The Arrangement Anthology 1(167)
The way he says it, like marriage is the last thing he’d ever do, crushes me. I hide the emotions before he sees them. I mask the way his words crush me one by one, but the truth is already on my lips and I’m telling him what I want before I can stop. “I want the little house with the hanging baskets full of flowers on the front porch. I want my office inside, so that I can be home with the kids. I want a big fluffy dog that digs up my roses, and I want the husband who kisses me on the cheek when he comes home. I know what I want Sean, and being a mistress doesn’t fit into it at all.”
“I see.” His gaze is locked with mine. Too many moments pass with words unsaid. The pit of my stomach grows colder and colder. It’s like I can sense him pulling away. My dreams aren’t his dreams. I can see it on his face. “And being a call girl does?”
“It’s temporary.”
He nods and his gaze falls to the floor. “I don’t have more to offer.”
I smile sadly at him. “Your offer wasn’t good enough, not for me. I can’t accept it no matter how I feel about you. I’m sorry Sean.”
CHAPTER 2
Sean nods, like he already knows. He glances up at me. “So, you’re back to being my call girl?”
I hate that he gives up so easily. If Sean gave even the faintest hint that we might end up together, my words would be different. But he doesn’t. I steel myself so that my answer comes out smooth and sure. “If that’s the best you can offer, then yes.”
Sean steps toward me and laces his hands around my waist. “I can’t do forever, Avery.”
“So,” I swallow hard. This feels like good-bye, like I’ll never see him again. The thought of not seeing him is too much. I push it away and manage to tug my lips into a slight smile. “So, tell me what you want tonight, Mr. Jones. I’m yours until morning.” The words sound light, but they fall out of the air like stones.

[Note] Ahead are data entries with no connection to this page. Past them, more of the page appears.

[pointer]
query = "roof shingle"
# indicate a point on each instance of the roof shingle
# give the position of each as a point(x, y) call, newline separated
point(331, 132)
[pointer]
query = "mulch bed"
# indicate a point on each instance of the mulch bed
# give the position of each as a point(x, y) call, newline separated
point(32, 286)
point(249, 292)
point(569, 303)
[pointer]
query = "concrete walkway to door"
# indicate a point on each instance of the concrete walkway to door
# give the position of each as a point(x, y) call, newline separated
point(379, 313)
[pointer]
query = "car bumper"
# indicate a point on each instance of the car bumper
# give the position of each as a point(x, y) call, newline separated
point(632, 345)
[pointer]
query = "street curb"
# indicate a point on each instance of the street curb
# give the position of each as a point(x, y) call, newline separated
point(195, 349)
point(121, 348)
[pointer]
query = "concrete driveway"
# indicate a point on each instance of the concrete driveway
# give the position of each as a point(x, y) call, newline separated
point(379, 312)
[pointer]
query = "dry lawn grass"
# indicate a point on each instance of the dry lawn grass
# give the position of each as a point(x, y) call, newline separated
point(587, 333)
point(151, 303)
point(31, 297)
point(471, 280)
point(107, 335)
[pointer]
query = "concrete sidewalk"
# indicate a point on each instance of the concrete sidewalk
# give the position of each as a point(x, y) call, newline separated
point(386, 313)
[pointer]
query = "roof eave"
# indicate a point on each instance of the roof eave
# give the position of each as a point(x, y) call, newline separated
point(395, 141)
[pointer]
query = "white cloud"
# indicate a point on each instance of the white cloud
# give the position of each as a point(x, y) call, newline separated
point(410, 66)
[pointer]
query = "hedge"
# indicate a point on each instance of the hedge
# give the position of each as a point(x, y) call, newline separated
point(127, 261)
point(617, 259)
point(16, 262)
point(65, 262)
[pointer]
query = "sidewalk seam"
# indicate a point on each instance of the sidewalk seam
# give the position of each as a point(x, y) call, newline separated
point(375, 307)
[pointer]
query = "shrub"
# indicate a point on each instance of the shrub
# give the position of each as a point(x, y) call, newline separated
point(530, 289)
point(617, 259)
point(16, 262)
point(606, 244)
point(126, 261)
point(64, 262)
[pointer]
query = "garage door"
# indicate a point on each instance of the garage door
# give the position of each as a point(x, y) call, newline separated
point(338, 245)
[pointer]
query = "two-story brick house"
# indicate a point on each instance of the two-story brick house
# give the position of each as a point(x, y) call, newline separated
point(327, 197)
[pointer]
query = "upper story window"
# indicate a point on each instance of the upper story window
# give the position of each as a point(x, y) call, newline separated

Sean works his jaw and watches me for a moment before answering. His eyes burn with words that I’ve never heard him say. I wonder if it’s real, or if I imagined how much he loves me. Thoughts like that won’t help, not now.
Sean tips his head forward, so it’s resting against mine. “I’ll tell you what I want, what I intend to do with you, Miss Smith.” There’s no remorse in his voice, no indication that he hates this as much as I do. I bet his mind is already some place dark, ready to tie me up again. I repress the urge to shiver as I think about it. Dinner was rough and this moment doesn’t make it better. No doubt, Sean plans on giving me a serious mind fuck as a going away present.
Sean dips his hands lower, cupping my butt and pulling us closer together. His lips are by my ear, his breath tickling me as he speaks. “I’m going to make love to you, Avery. You are going to be so sated that you’ll never be able to have sex again without thinking about this night. I promise you that.”
Surprised, I say, “I thought—”
“I know.” He kisses the top of my head, giving me the gentle touches that I so desperately crave. “I don’t want our last time together to be like that.”
I knew it was true before he said the sentence, but it still hits me like a two by four. “So, you’re leaving—after you help Peter—you’ll go back to California?”
“I’ve overstayed my visit, Avery. I should have left weeks ago.” Sean’s fingers press into my back as he slides them up to the zipper. He pulls it down and pushes the dress off my shoulders. The fabric slips down between us, pooling at my waist.
Sean and I stare at each other. Every reservation I have about his offer is fighting within me. I try to make a logical argument for accepting, but I can’t. I have years of schooling left and if something happens—if we break up—then I’ll be back in the spot I am now. At least this way I get to control my life. I know I’m too softhearted to live this way for very long. I know it’ll destroy me, but I still can’t walk away from it.
When I was a child, I pictured a guy that would come along and sweep me off my feet. He’d want to take care of me and make me smile. He’d want to be there for me on any terms he could get.
Sean isn’t that guy—he just isn’t.
I know I have to let him go, even though I don’t want to. Whatever weird-ass relationship we had is over, and this is the last time I’ll be with him. As the thought solidifies, it feels like I’ve been buried under an avalanche of stone. I can’t breathe. Tears prick the back of my eyes, but they don’t fall. I wish I was numb. I wish I could say yes to him. I wish I had a different life, because this one is so horrendously unfair.